Frequent issues include:

- Lists (including lists that use bullets, dot points, hyphens, numbers, letters etc.)
  - Check **each** list appears and renders properly
  - Check **all** indented lists/sub-lists for proper indentation
- Figures: check **each** figure appears and renders properly
- Plots: check **each** plot appears and renders properly
- Tables: check **each** table appears and renders properly
- Formulae: check **each** formula appears and renders properly
- API Documentation: in addition to checking the above items, also confirm "Returns" and "Return Type" are rendering as expected

### Tutorial rendering

Things that render well in JupyterLab do not always render properly in readthedocs. Additionally, fixes that work well when built locally, don't always work when merged into the codebase. 

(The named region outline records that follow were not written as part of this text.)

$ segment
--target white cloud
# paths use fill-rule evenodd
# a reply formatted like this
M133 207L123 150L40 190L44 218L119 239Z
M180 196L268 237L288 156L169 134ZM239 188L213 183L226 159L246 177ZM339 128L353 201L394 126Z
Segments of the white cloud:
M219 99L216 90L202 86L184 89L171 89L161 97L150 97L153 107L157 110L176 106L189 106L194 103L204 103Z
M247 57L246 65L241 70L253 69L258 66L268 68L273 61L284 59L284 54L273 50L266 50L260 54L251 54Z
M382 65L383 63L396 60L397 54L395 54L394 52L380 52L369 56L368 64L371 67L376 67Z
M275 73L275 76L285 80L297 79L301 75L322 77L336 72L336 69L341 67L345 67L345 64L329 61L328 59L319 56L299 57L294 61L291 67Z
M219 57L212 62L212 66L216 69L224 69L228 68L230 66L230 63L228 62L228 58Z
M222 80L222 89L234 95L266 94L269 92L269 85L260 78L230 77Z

To check the rendering of tutorials in readthedocs:
  - Compare the tutorial in readthedocs against a version running in JupyterLab (as not everything renders in GitHub).
  - Check the entirety of the tutorial (sometimes things will render properly in one section, while not rendering properly in a different section of the same tutorial).
  - If you make any changes to the code cells, re-execute the Notebook in JupyterLab before committing, otherwise some things (e.g. some plots) won't render in readthedocs. Then re-check the tutorial in readthedocs to ensure the tutorial is still rendering properly.

Ideally, also check the tutorial renders properly in nbviewer (there is a link at the top of each tutorial page in readthedocs).